1. Site to key in title, author, etc. of a book and get that book’s readability level---the first site is one that I was led to from the reading link I gave a couple of days ago. I didn’t know it existed—and I have to say that it is way cool. It is from Scholastic, and it is a free site in which you can find the readability level of many, many books (Scholastic and otherwise). I just keyed in a couple of our readalouds, and voila! The readability level popped right up. http://bookwizard.scholastic.com/tbw/homePage.do


2. The next link is helpful for determining readability if you are reading isolated stories, articles, etc. It was created by the man who developed the most widely used readability formula, G. Harry McLaughlin. It is called SMOG—Simple Measure of Gobbledygook, and was invented before computers could quickly do the computations necessary for readability level determination (in 1969). According to McLaughlin, it is a simple formula in which one counts the words of three or more syllables in three 10-sentence samples, estimates the count’s square root, and adds three. That’s way more math than I ever want to do—and especially more math than I want to do to simply figure out if a text is appropriate reading level for my child. (This formula was widely used for health and medical information, to ensure that this data was readable by the general public.) But don’t worry---computers to the rescue! At the following link, you just key in a portion of the text in question, and voila! It gives you an approximate readability level for that text.. SMOG: http://www.harrymclaughlin.com/SMOG.htm


We will look at building reading fluency in the child who doesn’t necessarily need phonics instruction but still needs to increase his reading skills, in the days to come—sort of moving out of the “beginning reader” phase into upper elementary reading help.
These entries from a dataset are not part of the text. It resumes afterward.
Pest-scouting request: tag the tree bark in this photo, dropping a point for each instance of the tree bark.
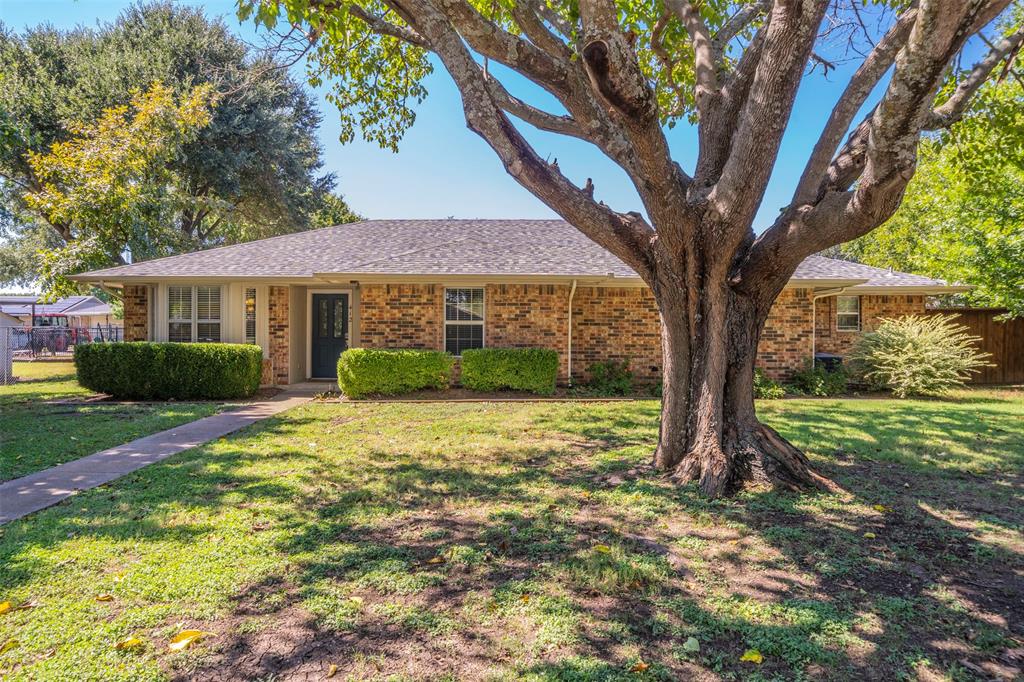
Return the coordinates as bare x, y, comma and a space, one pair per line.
710, 432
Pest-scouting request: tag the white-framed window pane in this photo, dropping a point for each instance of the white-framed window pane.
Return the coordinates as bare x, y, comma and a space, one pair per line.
179, 332
179, 303
208, 303
848, 323
850, 304
250, 312
848, 313
464, 304
208, 332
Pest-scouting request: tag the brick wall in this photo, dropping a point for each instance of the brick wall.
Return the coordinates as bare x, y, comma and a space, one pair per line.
607, 324
525, 315
785, 340
276, 302
136, 306
616, 324
872, 308
401, 316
Remember, whether you are a trained teacher/tutor, whether you understand readability formulas or not, whether you remember all your phonics instruction (!) –are not the important factors in your helping your kids academically this summer. Showing them that learning and their school—and the children themselves—are important to you are the crucial factors in helping your kids.


And also keep in mind that anything is better than nothing at all—just sit down with your kids in the days to come and say, “Let’s read something together…” and get the ball rolling in preparing your reluctant learner to go back to school in six to eight weeks.